それから今回の調達作戦で犠牲者が出たからか、近くの高校生が多い部屋からは、すすり泣く声が聞こえてきた。





ーーーーー





次の日、朝食後に出て行く準備をした僕達は、区画を掃除して借りていた毛布を綺麗に折り畳んだ。


立つ鳥跡を濁さずだ。

だが僕達が居住区を出ようとした時、話したくない人から声が掛かった。


「何処か行くの? ひー君凄く逞しく、強くなったよね、背も伸びて……」


僕は二人にゼスチャーで少し待つように伝える。

そして話し掛けてきた真理、幼馴染だった真理に向き合った。


「僕が何処に行こうが、君には関係ないはずだよ」


「でも私……達也君……東堂君が死んで私は一人になっちゃったんだよ……」


「そうか。でもそんな事僕には無関係だ。もしかして君の中ではあの時の事は無かった事になってる?」


「うっうっ……心から謝ってももう無理なの? あの時私、東堂君に無理やり手を引っ張られて……ひー君の食糧が入ったバッグだって、奪うとは思わなくて……」


真理が僕の冷たい態度に泣きながら言い訳をしてくる。

でも、それが嘘だという事はすぐに分かる。


あの時の事は目に焼き付いているんだ。

真理は少しだけ申し訳なさそうにしていただけで、絶対に自分の意志で達也に着いていったはずだ。

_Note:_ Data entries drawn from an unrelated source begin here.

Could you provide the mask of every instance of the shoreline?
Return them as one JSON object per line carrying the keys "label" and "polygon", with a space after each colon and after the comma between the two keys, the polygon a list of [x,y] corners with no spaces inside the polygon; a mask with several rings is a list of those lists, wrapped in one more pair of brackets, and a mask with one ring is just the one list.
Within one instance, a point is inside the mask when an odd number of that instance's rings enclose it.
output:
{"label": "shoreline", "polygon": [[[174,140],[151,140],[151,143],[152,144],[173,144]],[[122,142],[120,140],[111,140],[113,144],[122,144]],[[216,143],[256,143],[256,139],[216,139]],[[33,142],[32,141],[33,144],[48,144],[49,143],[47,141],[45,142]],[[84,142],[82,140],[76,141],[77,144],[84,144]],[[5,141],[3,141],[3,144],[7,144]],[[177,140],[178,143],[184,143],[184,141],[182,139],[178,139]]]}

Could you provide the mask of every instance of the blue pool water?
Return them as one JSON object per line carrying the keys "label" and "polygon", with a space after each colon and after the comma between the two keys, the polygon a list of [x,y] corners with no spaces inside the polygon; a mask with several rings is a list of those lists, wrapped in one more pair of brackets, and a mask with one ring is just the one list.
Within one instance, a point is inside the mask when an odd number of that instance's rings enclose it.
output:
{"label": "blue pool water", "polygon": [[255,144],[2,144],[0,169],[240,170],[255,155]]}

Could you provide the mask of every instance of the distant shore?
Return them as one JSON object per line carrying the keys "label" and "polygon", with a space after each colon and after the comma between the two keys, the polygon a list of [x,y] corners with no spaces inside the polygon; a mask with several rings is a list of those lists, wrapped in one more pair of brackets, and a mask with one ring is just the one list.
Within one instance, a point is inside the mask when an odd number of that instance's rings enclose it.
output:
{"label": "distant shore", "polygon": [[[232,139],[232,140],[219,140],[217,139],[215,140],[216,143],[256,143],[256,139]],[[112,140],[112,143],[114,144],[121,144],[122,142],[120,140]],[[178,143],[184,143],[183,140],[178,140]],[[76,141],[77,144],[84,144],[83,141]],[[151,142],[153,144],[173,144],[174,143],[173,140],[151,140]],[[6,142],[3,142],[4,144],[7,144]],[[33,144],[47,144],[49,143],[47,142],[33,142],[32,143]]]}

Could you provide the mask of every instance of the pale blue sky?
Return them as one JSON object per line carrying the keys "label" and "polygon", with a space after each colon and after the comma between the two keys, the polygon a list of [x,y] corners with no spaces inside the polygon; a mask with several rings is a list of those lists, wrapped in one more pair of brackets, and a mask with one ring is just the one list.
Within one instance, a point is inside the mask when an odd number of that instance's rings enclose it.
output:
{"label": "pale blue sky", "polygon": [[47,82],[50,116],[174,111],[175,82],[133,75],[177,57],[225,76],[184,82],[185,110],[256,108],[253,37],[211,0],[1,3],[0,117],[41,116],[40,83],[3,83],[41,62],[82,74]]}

「今更どうでも良い事だよ。でも一つだけ、僕のバッグはどうしたの?」


「……東堂君が食糧を抜いて、何処かに捨てちゃったと思う……」


「そうか……まあ頑張りなよ。幼馴染を見捨ててまで守った命だ、大事にすれば良い。今の状況は……因果応報という感じじゃないかな。あの時は言う暇も無かったけど、さようならと言っておくよ。もう会うことも無いだろうし。じゃあね!」


「ま、待って! ひー君! わ、私も連れて行って!」


真理が何か言っているがもう聞く気はない。

あの時、もう幼馴染としての縁は切れているんだ。


僕は後ろを振り返らずに歩いてゆくのだった。